There’s No Way Cooper DeJean Gave An Invalid Fair Catch Signal, And The Ref’s Explanation Is Equally Moronic

Iowa Minnesota
NBC

Iowa’s offense deserves to lose every time the Hawkeyes take the field. When a supreme defensive talent like Cooper DeJean drops deep on special teams and scores what should be a game-winning touchdown, it should be widely celebrated.

One of the most dynamic, electrifying punt returns you’ll ever see, however, was called back for an invalid fair catch signal.

Good thing DeJean can get the heck up outta Iowa City and into the NFL as a cornerback in 2024. I wouldn’t want to stick around trying to carry the Hawkeyes’ anemic offense, never mind have corrupt officials calling back the rare scoring play Iowa actually does make.

Sorry. I don’t mean to say “corrupt officials.” I’m just alluding to a little bit of history involving the crews overseen by head Iowa-Minnesota ref Tim O’Dey, who’s been suspended in the past for a sketchy call. Well, less a sketchy call than not knowing the rule.

How O’Dey failed upward from the MAC and overseeing that Central Michigan-Oklahoma State debacle in 2016 to the Big Ten is beyond me. Look at his explanation for the DeJean “fair catch” situation.

What a moronic medley of mental gymnastics this is.

If, by rule, the play is dead when you make any sort of “invalid fair catch” signal, why would you let the action play out? What O’Dey retroactively viewed as “indisputable evidence” of said signal wasn’t able to be discerned in real time to the point where DeJean was allowed to run all the way to the end zone.

You can’t convince me that if DeJean hadn’t made pretty much the entire Golden Gophers kick coverage unit miss on his way to scoring that they’d go through the trouble of even reviewing this play. It’s pretty damn clear to anyone with a brain and functional vision that DeJean is making a “PETER! PETER! PETER!” universal call to his teammates to get as far away from the football as possible.

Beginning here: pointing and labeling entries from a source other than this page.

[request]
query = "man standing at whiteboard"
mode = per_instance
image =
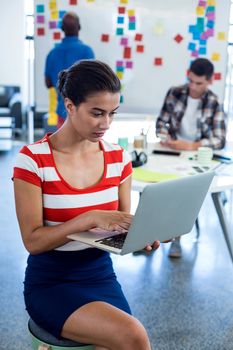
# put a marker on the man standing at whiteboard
(70, 50)
(191, 117)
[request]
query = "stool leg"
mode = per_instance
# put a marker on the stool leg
(197, 229)
(44, 347)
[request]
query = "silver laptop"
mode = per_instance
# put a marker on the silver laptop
(165, 210)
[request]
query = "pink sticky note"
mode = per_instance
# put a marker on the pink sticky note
(124, 41)
(129, 64)
(39, 19)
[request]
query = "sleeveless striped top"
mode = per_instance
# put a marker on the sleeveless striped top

When a receiver waves his arms below his shoulders, in essence giving the equivalent of a ref’s “incomplete pass” signal, they’re trying to get their teammates to not touch the ball so it’s not a live fumble that the kicking team can recover. There’s zero question that’s what DeJean was doing here, and he used his other hand to tell his teammate to block a guy. If DeJean were trying for a fair catch, what sense would it have made for him to let the ball bounce in the first place, or to corral it so close to the sideline!?

I feel awful for Hawkeye fans. Staying loyal through the program’s perpetual struggles to move the ball on offense is bad enough.

When your most electrifying player gets a winning TD wiped off the board, it has to be an especially potent gut punch.